Mighty Mobile Bicycle Repair is guaranteed, top quality bike repair parts & service that comes to your doorstep!

Looking for a simple brake adjustment.... is that skipping chain driving you crazy.... how about those leaky seals on your suspension fork..... oh you need a wheel built.... the search is over! Mighty Mobile is here to help!

Let 20 years of friendly service help you out of your next bike conundrum. Serving all of Truckee and North Lake Tahoe.

Gregg Stone
Mighty Mobile Bicycle Repair

Saturday, December 29, 2012


After just having skied the pow for the past 4 days and realizing it's my day at the ski shop, I can't help but think of this.

More as I recover from Christmas and freshies.

Monday, December 24, 2012



The holidays are nipping at my heels like a cattle dog straight off the farm and WOW am I off the back. With most stores only open for "limited hours" today I still find myself in a position of being in need of more than a few items. I'm sure todays lunch break from the ski store will be an interesting hour of scrambling in an attempt at finding everything from playdough to powertools. I'm sure the streets of Truckee will be free of traffic and I'll just be able to "zip" in and out of a few local stores.... NOT!! Traffic in town the past few days is typical of what it's usually like in the Bay Area or LA... probably because most of the people in town right now are from the Bay Area or LA.
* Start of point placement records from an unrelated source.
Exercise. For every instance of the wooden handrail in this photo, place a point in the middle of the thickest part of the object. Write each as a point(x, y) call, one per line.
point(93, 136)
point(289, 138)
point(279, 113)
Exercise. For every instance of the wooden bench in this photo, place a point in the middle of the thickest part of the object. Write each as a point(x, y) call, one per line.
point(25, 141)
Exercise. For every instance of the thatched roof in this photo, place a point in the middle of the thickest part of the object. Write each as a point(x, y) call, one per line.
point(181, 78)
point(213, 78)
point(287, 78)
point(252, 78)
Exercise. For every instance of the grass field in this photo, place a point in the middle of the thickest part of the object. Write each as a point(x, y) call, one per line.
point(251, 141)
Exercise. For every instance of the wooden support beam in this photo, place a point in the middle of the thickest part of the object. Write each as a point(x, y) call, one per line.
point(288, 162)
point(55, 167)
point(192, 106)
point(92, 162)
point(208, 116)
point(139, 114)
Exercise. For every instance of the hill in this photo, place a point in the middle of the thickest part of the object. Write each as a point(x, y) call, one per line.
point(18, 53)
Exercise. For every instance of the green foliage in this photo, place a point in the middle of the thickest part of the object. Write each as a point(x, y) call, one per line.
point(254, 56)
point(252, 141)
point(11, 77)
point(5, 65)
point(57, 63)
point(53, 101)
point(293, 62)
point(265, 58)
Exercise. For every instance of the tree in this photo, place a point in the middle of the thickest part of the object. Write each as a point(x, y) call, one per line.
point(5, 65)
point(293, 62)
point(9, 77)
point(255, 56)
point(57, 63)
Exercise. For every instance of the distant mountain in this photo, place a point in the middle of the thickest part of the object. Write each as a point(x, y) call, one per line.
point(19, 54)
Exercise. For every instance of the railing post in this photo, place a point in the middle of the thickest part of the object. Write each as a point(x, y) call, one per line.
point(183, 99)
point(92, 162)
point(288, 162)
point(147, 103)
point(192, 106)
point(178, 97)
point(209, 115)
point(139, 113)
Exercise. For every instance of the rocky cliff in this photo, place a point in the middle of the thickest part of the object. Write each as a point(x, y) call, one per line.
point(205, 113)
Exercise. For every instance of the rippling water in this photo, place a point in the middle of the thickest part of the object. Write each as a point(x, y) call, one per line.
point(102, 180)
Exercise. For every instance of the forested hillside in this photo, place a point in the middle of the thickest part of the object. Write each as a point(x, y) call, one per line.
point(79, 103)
As is typical, utilizing a bicycle would normally help with my navigation through town but the 3 feet of snow that just puked all over the streets of Truckee limits my usual "bobbing and weaving" capabilities while aboard the bike. Although the streets are plenty navigable the normal bike riding options of cruising the sidewalk, cutting through the grass at the bank and passing cars stacked up at the stupid 3 way stop sign in Old Town just aren't possible with piles of head high snow in every direction. Meh. Whaddayagonnado?

Last but not least, Merry Christmas!! As Mighty Mobile Bike Repair is a unique service and business model, it's only appropriate that it send out some holiday cheer that's a little "outside the box". Enjoy.

Friday, December 21, 2012

the shortest day

So, not only did the world continue on with its ways today instead of coming to an end as was forecast by the Mayan calendar, but the sunrise from my bedroom window was amazing!

The Mayan calender world ending thing is also tied in with the shortest day of the year (aka; winter solstice). I'm usually one to maximize daylight hours but today I chose, instead, to sleep in and maximize sleepy time. Umm... sleepy time.

I spent all of Wednesday and the better part of yesterday morning at one of my distributors in Reno putting the final touches on a customers bike so he could load up and head to (hopefully for his sake) sunny Las Vegas. His plan is to maximize trail rides for the next four days leaving just enough time to get back for the act of tearing off multi-colored paper off of random sized boxes with loved ones (aka; Christmas). Smart guy. His next four days will be spent riding trail as he bobs and weaves his way through the desert, swooping turns and eating burritos after a long day on the trail. His weather looks like this:
Me. I'll be perfecting the act of snow redistribution as I shovel the deck, snow-blow the driveway, clean off the cars and try to keep the woodpiles from getting buried by old man winter. My forecast looks like this:
Meh. I'm not complaining. The skiing on the other side of this weather cycle will be off the hizz-O. (that's a good thing if you're keeping track)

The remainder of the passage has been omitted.